In 2010, Asia Bibi, a mother of four, became the first woman to be sentenced to death under Pakistan’s controversial blasphemy law.

She is alleged to have made derogatory remarks about Islam after neighbours objected to her drinking water from their glass because she was not Muslim.

Bibi’s lawyer, Naeem Shakir, said his client had been involved in a dispute with her neighbours and that her accusers had contradicted themselves.

Two witnesses allegedly involved in the incident did not appear in court, he said. A prayer leader did appear, saying he did not witness the original altercation, but that Bibi had confessed in front of him.

“I was expecting the opposite decision, ” Shakir said. “We will file an appeal to the Supreme Court of Pakistan in a few days.”

But Gulam Mustafa, the lawyer for the complainant, said the court’s decision was correct.

“Asia’s lawyer tried to prove that the case was registered on a personal enmity but he failed to prove that, ” he said.

After Bibi’s arrest in 2010, two top Pakistani politicians who sought to intervene on her behalf were gunned down, one by his own bodyguard.

Lawyers showered the killer with rose petals when he appeared in court, and the judge who convicted him of murder had to flee the country.
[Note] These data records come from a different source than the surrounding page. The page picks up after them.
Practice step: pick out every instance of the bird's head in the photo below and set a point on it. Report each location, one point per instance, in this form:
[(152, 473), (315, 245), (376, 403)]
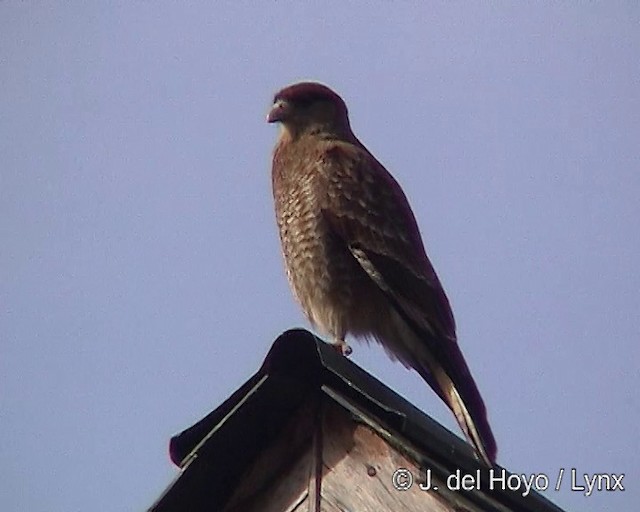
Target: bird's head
[(309, 107)]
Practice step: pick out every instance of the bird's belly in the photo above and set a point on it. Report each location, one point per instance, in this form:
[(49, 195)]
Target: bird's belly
[(336, 294)]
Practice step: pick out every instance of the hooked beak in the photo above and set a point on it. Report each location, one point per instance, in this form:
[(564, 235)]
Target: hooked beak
[(278, 111)]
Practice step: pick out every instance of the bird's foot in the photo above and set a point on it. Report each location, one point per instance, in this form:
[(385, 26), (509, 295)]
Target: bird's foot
[(342, 348)]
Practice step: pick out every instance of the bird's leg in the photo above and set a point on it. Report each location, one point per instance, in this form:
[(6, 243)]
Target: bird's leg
[(341, 346)]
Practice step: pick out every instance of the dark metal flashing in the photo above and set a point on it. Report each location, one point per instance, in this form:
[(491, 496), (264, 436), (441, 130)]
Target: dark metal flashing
[(214, 453)]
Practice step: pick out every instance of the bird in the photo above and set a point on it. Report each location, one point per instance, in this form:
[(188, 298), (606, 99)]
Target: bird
[(354, 255)]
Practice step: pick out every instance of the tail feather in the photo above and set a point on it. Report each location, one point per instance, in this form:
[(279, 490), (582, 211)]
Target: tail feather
[(470, 413)]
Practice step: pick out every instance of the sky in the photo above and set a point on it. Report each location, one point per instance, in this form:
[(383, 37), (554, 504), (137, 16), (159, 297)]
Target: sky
[(141, 280)]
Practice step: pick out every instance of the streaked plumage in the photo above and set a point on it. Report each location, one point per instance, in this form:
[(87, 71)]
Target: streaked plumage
[(353, 252)]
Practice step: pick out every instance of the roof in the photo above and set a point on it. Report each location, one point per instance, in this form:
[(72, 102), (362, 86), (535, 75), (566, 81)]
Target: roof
[(298, 366)]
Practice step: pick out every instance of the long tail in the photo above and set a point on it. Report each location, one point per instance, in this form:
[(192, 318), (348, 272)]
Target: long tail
[(464, 400)]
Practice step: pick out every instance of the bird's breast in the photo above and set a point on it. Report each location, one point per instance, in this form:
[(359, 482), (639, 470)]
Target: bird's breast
[(322, 273)]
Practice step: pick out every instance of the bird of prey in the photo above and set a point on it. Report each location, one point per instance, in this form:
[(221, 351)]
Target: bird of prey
[(354, 255)]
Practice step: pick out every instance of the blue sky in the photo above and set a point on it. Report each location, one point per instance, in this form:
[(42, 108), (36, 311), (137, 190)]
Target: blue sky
[(141, 280)]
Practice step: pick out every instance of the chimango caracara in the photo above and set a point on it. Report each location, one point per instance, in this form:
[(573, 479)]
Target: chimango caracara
[(354, 255)]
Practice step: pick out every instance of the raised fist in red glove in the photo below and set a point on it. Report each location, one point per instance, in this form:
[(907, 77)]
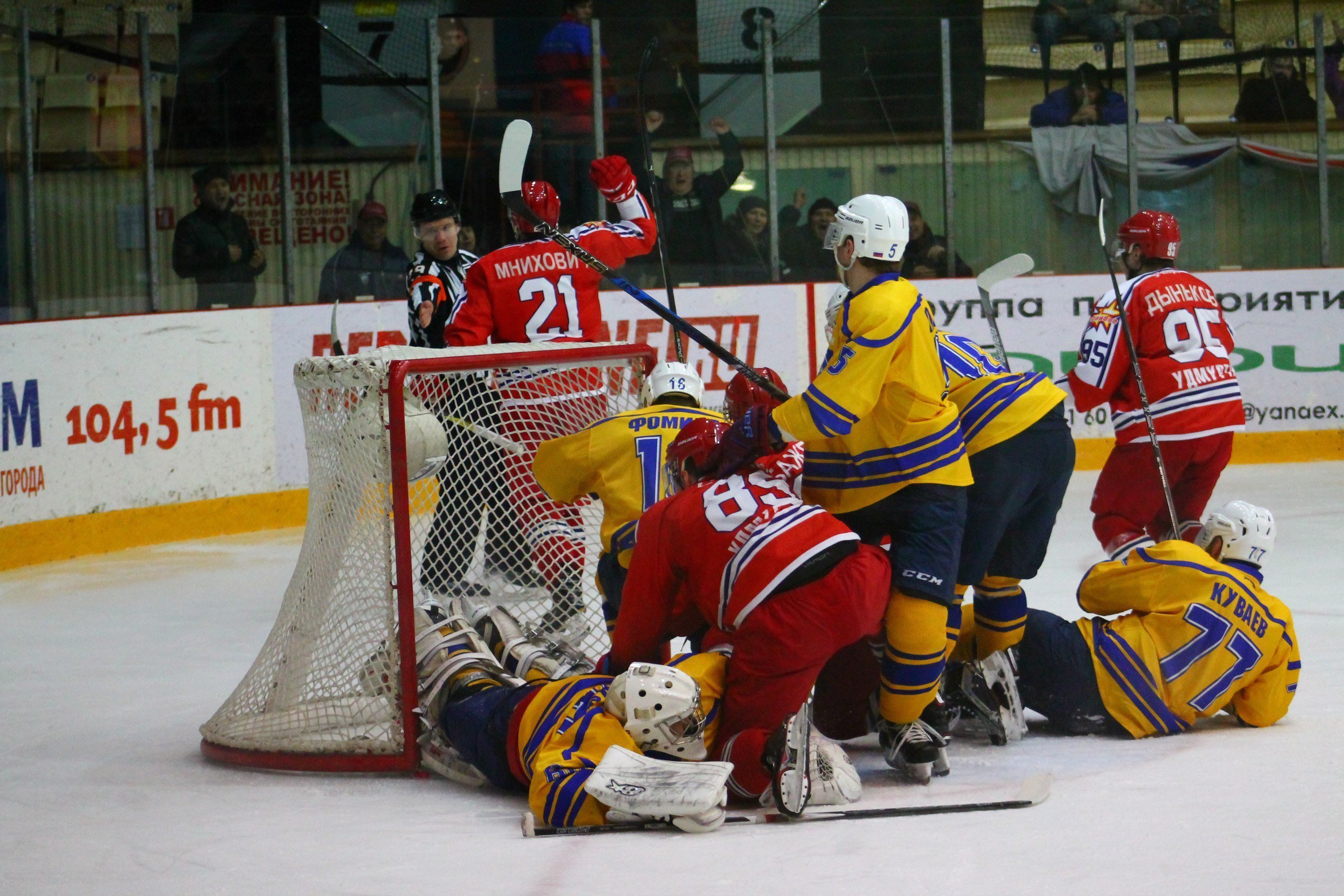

Rights groups say the blasphemy law is increasingly exploited by religious extremists as well as ordinary Pakistanis to settle personal scores. The law does not define blasphemy and evidence might not be reproduced in court for fear of committing a fresh offence. There are no penalties for false accusations.

Those accused are sometimes lynched on the spot. If they are arrested, police and the courts often allow trials to drag on for years, afraid of being attacked if they release anyone accused of blasphemy.

The penalty for blasphemy is death, although only one person has been executed since Pakistan imposed a de facto moratorium on executions in 2008.

This year has seen a record number of blasphemy cases as well as increasing violence against the accused.

Blasphemy cases have also been registered against those who have publicly discussed reforming the law.